Wissenschaftler teilen weltweit nur wenige Daten

Verfasst von Manzey/pte am 29.03.2018 - 00:08

In Kontinentaleuropa beheimatete Forscher teilen neben Studien bereitwilliger detaillierte Daten als britische und US-amerikanische Wissenschaftler. Ein häufiger Grund dafür ist laut "Springer Nature" oft die Sorge um Urheberrechtsfragen und mangelndes Wissen darüber, welcher Datenpool sich für die gemeinsame Nutzung eignet.
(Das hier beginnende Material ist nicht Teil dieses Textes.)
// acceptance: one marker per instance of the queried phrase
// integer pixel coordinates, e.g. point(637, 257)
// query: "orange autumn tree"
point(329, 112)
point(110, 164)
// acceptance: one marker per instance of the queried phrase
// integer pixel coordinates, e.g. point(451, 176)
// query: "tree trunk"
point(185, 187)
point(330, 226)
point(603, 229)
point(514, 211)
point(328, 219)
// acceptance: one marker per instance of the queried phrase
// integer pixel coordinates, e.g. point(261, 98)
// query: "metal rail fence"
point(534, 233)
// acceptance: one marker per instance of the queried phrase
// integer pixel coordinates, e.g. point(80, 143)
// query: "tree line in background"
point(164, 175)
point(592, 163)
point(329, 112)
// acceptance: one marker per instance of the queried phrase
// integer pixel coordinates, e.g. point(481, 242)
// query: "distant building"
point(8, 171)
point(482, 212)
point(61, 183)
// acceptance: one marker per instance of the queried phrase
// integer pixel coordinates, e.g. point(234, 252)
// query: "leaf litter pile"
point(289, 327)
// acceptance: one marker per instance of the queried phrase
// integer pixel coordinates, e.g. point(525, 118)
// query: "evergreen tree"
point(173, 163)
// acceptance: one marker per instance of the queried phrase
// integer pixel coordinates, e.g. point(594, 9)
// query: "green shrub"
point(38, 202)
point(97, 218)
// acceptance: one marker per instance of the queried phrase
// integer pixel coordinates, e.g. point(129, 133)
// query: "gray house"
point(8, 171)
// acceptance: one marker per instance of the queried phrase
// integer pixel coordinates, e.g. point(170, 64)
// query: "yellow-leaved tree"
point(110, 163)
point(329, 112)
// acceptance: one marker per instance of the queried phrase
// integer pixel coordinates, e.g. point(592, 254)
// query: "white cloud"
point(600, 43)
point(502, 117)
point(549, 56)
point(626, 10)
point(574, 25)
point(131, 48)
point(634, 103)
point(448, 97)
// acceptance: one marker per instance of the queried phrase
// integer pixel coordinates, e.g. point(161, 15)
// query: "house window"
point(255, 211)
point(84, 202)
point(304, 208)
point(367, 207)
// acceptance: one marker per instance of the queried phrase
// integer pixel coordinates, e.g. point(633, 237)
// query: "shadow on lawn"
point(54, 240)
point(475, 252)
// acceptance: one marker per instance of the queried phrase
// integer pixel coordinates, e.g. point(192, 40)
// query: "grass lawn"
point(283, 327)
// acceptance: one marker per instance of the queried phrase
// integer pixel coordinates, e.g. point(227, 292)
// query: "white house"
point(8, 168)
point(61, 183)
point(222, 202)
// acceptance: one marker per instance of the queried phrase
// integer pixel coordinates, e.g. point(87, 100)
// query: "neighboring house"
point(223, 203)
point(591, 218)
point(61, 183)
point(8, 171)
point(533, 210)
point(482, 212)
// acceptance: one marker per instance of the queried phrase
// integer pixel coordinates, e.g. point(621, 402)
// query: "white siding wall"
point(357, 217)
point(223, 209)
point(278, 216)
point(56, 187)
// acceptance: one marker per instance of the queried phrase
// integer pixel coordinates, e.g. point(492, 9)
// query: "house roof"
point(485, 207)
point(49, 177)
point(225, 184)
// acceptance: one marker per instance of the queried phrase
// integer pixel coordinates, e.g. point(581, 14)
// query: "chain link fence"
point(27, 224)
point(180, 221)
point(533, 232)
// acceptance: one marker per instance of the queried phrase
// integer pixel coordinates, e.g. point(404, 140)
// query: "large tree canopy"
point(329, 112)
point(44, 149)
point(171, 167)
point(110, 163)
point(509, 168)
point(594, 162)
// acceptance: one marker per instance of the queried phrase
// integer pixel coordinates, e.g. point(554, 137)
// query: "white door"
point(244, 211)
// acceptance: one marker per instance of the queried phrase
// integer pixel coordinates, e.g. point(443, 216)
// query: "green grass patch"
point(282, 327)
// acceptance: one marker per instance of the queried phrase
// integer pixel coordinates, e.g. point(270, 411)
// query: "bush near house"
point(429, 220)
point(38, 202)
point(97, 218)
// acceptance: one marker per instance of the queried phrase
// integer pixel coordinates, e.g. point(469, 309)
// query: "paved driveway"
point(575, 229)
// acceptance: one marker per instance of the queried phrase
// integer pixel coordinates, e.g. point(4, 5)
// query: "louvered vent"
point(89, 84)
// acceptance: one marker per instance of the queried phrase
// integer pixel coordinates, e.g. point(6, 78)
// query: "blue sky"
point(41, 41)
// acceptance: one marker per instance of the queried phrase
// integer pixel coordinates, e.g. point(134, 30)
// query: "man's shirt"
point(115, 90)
Laut der Umfrage unter fast 7.700 Forschern teilen fast zwei Drittel (63 Prozent) routinemässig ihre Daten nach einem wissenschaftlichen Projekt entweder als ergänzende Informationen zu einem Journal oder über einen anderen Datenpool. Zwischen den verschiedenen Ländern gibt es jedoch grosse Unterschiede. Von den 17 Ländern, in denen mehr als 100 Personen auf die Umfrage antworteten, waren die Forscher in Kanada am wenigsten dazu bereit, Daten zur Verfügung zu stellen. Nur 50 Prozent geben an, Daten ergänzend zu teilen.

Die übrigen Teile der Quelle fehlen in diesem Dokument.